Following use of an unsupervised computational approach to analyze flow cytometric sample files, alongside stringent criteria to select patients with the most extensive immunophenotypic blast aberrancies (quantifiable, unsupervised multiparameter flow cytometric-MRD in at least two different antibody combinations), 2-year CIR after allo-HSCT was 50.5% for MRD-positive patients compared with 20.6% for those with a negative or equivocal test (p < 0.001). Relapse prediction accuracy was 73%.

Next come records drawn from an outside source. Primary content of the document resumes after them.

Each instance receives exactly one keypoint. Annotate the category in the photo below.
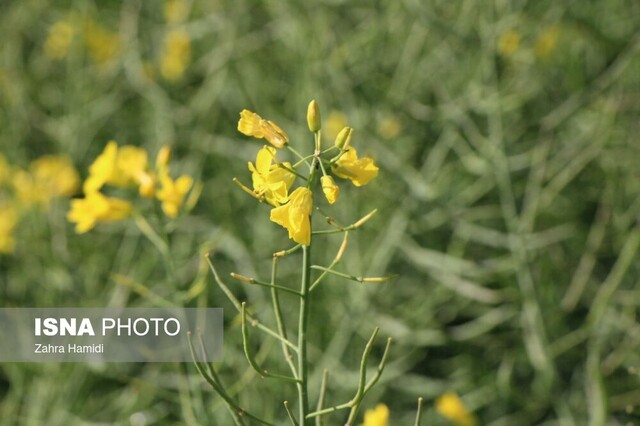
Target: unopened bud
(313, 116)
(344, 138)
(365, 219)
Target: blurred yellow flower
(379, 416)
(131, 168)
(176, 54)
(103, 44)
(335, 122)
(172, 193)
(251, 124)
(5, 169)
(162, 158)
(294, 216)
(359, 170)
(175, 11)
(450, 406)
(47, 177)
(509, 42)
(389, 127)
(8, 222)
(269, 180)
(547, 41)
(59, 39)
(120, 166)
(330, 189)
(94, 208)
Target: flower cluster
(126, 167)
(21, 190)
(273, 179)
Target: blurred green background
(509, 198)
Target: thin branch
(245, 344)
(237, 305)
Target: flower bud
(344, 138)
(313, 116)
(330, 189)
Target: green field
(508, 201)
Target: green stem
(160, 242)
(303, 397)
(279, 320)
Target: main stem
(303, 397)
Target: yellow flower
(330, 189)
(5, 169)
(172, 193)
(131, 168)
(269, 180)
(251, 124)
(546, 43)
(508, 43)
(450, 406)
(59, 39)
(120, 166)
(103, 44)
(294, 216)
(175, 11)
(49, 176)
(94, 208)
(379, 416)
(8, 222)
(176, 54)
(359, 170)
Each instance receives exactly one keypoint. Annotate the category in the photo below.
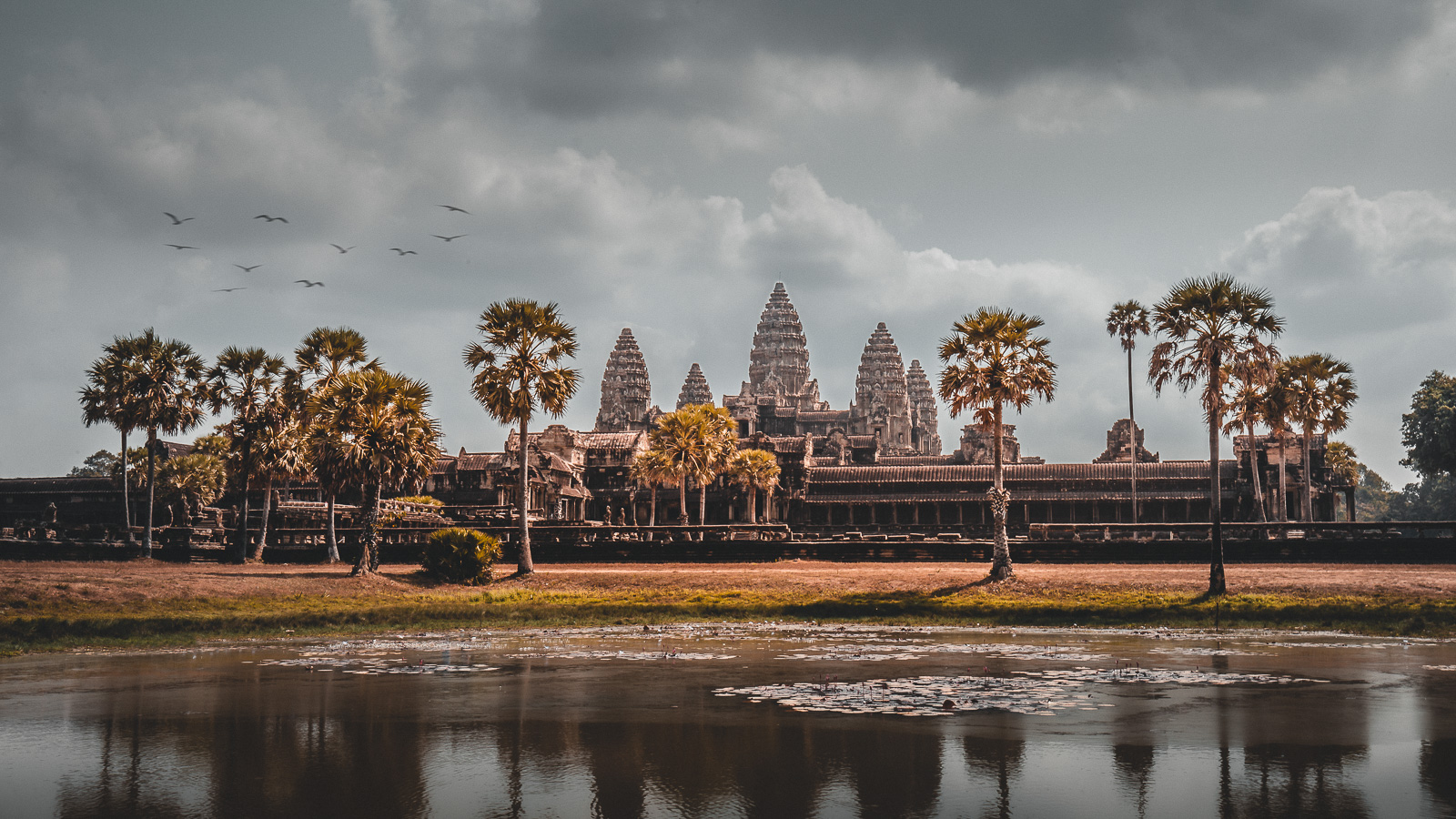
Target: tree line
(339, 417)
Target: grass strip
(188, 622)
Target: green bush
(462, 555)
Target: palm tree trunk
(152, 490)
(1254, 472)
(369, 533)
(126, 493)
(262, 528)
(240, 551)
(1283, 486)
(1132, 421)
(1309, 480)
(1218, 584)
(523, 564)
(1001, 551)
(332, 537)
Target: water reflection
(215, 736)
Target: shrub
(462, 555)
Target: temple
(875, 465)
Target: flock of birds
(178, 220)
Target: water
(718, 722)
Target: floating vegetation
(368, 665)
(1206, 652)
(1177, 676)
(608, 654)
(1043, 693)
(919, 697)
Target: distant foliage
(96, 465)
(462, 555)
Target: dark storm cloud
(589, 57)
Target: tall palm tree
(245, 380)
(280, 455)
(1251, 382)
(325, 354)
(1321, 394)
(721, 443)
(167, 392)
(754, 470)
(1127, 321)
(1210, 322)
(517, 368)
(106, 398)
(652, 470)
(994, 359)
(371, 429)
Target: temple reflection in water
(604, 741)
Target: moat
(740, 720)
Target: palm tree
(682, 439)
(517, 368)
(165, 392)
(106, 398)
(1321, 395)
(754, 470)
(280, 455)
(652, 470)
(1127, 321)
(1341, 460)
(721, 443)
(245, 382)
(371, 429)
(1210, 322)
(992, 360)
(325, 354)
(1251, 382)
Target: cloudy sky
(660, 165)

Acquisition of full donor T cell chimerism (FDTCC) was similar between the FLAMSA-Bu and control arms and it was unaffected by pretransplant MRD status. Interestingly, acquisition of FDTCC 3 months after allo-HSCT was associated with lower 2-year CIR (13.1%; 95% CI, 7.3–20.5) when compared with patients who did not have FDTCC at 3 months (44.8%; 95% CI, 30.0–58.3; p < 0.001). Relapse and OS rates were similar between patients with and without pre-transplant MRD positivity.

Conclusion

Use of the intensified RIC regimen FLAMSA-Bu did not improve allo-HSCT outcomes in patients with high‑risk AML or MDS, regardless of pretransplant flow cytometric MRD status. However, pretransplant MRD status was correlated with an increased risk of relapse by both conventional and unsupervised analyses. The authors also proposed that acquisition of FDTCC may alleviate the adverse prognosis given by pretransplant MRD positivity and has potential as an approach to improve outcomes in patients transplanted with an RIC regimen.